All housework have done by women. The tribes’ girls and women collect their firewood from the mountains and plains every morning, then fill the water tanks from the river or spring, turn their backs, and bring them to the tent. Wheat and rice are then pounded in wooden mortars called Divak and peeled. When rubbing, a special song is whispered by women called “rice pounding”. Then, the bread flour is kneaded and baked. The bread would be baken on metal trays. The other dishes are prepared on the stoves in front of the tent. Women make dairy products from milk, including butter, yogurt, curd, Ghare Ghoroot, and buttermilk. The yogurt is hung in jars attached to a wooden tripod and shaken until butter and buttermilk are obtained.

Among the most valuable handicrafts of the Qashqais, we can mention carpet weaving, Kilim weaving, Jajim weaving, bag weaving, Gabbeh weaving, as well as Rend and wheel weaves. Generally, the handicrafts production is done by women, from the start point to the end. Furthermore, other creations such as rope weaving and Chiq weaving (for the consumables production) are also made by Qashqais.

Qashqai Tents

The tribal tents, called Bohun, are woven from goat hair and are black. These rectangular tents consist of diverse parts, including the roof, the edges around the tent, beams, a few pieces of Kamaj or Kamajeh, straps, some long and small wooden pegs called Shish, and the wrapper or Chiq or Ney Chi. The Latafs are woven in the same material as the roof and black colour. The Lataf’s width is one meter, and its length is indefinite, sometimes up to ten meters.

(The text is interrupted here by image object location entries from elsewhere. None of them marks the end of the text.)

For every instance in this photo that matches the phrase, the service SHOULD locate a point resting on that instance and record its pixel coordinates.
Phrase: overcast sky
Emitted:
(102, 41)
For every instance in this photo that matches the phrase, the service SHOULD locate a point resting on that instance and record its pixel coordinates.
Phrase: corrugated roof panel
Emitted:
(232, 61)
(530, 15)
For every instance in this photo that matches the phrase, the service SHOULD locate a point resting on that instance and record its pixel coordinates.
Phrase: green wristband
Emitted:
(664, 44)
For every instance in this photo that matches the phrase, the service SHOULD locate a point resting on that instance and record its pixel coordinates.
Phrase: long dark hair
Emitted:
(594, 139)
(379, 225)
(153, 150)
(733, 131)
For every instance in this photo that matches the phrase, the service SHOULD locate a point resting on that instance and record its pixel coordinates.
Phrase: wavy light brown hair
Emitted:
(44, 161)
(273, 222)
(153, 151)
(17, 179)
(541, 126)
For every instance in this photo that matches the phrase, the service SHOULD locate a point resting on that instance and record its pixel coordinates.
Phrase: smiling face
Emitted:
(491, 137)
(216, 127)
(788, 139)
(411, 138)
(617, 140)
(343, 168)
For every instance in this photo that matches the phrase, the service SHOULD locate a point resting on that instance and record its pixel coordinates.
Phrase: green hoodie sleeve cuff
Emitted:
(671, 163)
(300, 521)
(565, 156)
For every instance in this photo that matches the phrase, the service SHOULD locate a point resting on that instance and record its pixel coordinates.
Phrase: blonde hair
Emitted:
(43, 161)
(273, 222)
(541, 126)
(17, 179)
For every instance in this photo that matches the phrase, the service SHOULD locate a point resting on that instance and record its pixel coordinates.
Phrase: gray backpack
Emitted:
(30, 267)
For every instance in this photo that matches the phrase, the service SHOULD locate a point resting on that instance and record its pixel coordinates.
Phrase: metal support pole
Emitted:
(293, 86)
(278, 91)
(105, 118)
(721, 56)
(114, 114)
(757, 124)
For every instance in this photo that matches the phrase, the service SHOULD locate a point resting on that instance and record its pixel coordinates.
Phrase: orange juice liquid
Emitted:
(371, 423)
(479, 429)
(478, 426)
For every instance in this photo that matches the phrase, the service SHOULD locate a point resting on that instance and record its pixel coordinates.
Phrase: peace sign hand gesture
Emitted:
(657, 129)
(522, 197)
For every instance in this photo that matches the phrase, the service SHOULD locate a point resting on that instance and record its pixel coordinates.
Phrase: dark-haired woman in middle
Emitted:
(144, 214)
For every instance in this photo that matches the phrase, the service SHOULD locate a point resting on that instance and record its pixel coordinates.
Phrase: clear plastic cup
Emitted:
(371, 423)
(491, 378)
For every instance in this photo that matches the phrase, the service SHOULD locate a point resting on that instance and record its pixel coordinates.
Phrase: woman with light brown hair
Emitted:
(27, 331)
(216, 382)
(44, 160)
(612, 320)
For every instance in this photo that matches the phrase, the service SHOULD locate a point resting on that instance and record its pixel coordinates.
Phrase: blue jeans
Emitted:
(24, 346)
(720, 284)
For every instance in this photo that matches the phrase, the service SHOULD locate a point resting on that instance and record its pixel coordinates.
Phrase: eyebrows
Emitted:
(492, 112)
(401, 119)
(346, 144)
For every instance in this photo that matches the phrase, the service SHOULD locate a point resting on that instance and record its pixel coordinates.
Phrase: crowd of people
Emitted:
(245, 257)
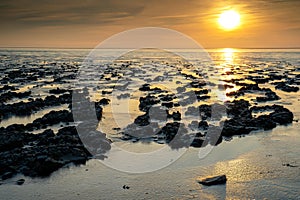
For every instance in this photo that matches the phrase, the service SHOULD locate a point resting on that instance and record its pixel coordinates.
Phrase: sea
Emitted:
(259, 165)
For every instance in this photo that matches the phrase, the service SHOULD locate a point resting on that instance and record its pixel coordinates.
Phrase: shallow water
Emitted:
(254, 164)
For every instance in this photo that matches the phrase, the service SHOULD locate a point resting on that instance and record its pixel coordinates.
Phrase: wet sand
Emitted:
(262, 164)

These elements are attached to the ceiling with small wooden nails called Shish. Beams and joists support the roof of the tent. The ends of the beams are aligned under the shelter, in the hole of the joints. Interesting to know, the tent’s shape is different in summer and winter. In winter, most beams are installed in the middle and across the tent, forming the roof into a cone. So that when it rains, water descends from the roof’s edge to the ground. A small area is dug around the tent where rainwater flows. In summer and spring, the beams are installed around the tent so that the roof is smooth, however. There is a wall in summer tents, only in where the furniture and beds are.

Qashqai Tribe Music

The original and superior art of Qashqai music has always been significant among the tribe’s men. Its soothing sound, as it always came from the heart, fits into the human soul. Having aroused emotions, the sound of shepherd’s Ney Labbik (music instrument) stimulates turmoil and grief senses. Although most of the time, the sound of Qashqai music is joyful as it is based on nature’s love and the inner self tumult, it sometimes reflects sadness. It may also have witnessed epic excitement in people at some point in time. You should know that due to the constant migration of nomads, their music is still genuine. The music brings peace and calmness to mind, heart, and spirit.